Four words that sum up the apartment search in Chicago? A real “suite” challenge

Apartment seekers in Chicago are in for quite the challenge (Seriously, I toured 10 units in the last few weeks alone). But what if we told you snagging a suburban rental is even harder?

Actually, the challenge persists all across the Midwest. And while it’s great for the regional economy, it’s not so great for renter morale—or their wallets.

Though Miami was the most competitive rental market during this summer’s peak moving season, the Midwest has been declared America’s hottest apartment region, due to the wide range of housing options and a lower cost of living compared to the coasts.

In their newest report, RentCafe analyzed 139 markets in the U.S. where data was available, by using five relevant metrics to rank the nation’s hottest renting spots in peak season: (1) the number of days apartments stayed vacant; (2) the percentage of apartments that were occupied by renters; (3) how many renters applied for the same available apartment; (4) the percentage of renters who renewed their leases; and (5) the share of new apartments opened recently. To determine the rental market’s competitiveness, they calculated a Rental Competitivity Index (RCI). In peak rental season, the national score was 60, which means that the apartment market was moderately competitive during the year’s busiest time for renting.

Let’s get into it.

First up on the list, Milwaukee, Wisconsin, emerged as the second most competitive rental market in the country in peak rental season, with a RCI score of 116. Available rental apartments here fill within a month, with 16 renters competing for each vacant unit.

Following as the fourth-hottest rental market in the country, Suburban Chicago boasted a RCI score of 112. Cities like Joliet, Aurora, Naperville, Elgin or Skokie in Illinois—stretching as far as Gary and Hammond in Indiana—offer more space and a less congested place to call home, driving competition, based on the report.

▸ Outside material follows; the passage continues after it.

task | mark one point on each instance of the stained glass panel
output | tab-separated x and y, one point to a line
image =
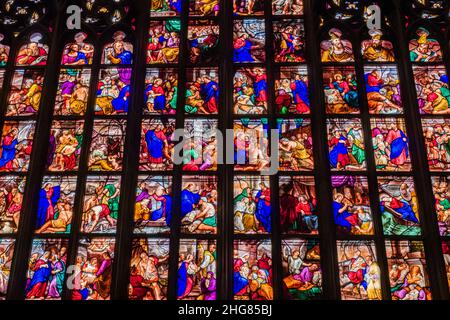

In fact, Suburban Chicago climbed six spots since the start of the rental season. And with less that 5% of the rentals here available and little to no apartments built recently, 67.3% of apartment dwellers in the area decided to just stay put.

Not to mention, RentCafe reported that those who are looking for a new home must compete with 14 other renters to secure an apartment. On average, a vacant unit in Suburban Chicago is occupied within 33 days.

Other Midwestern markets that are highly competitive include Grand Rapids, Michigan; Omaha, Nebraska; Kansas City, Kansas; Cincinnati; and Chicago.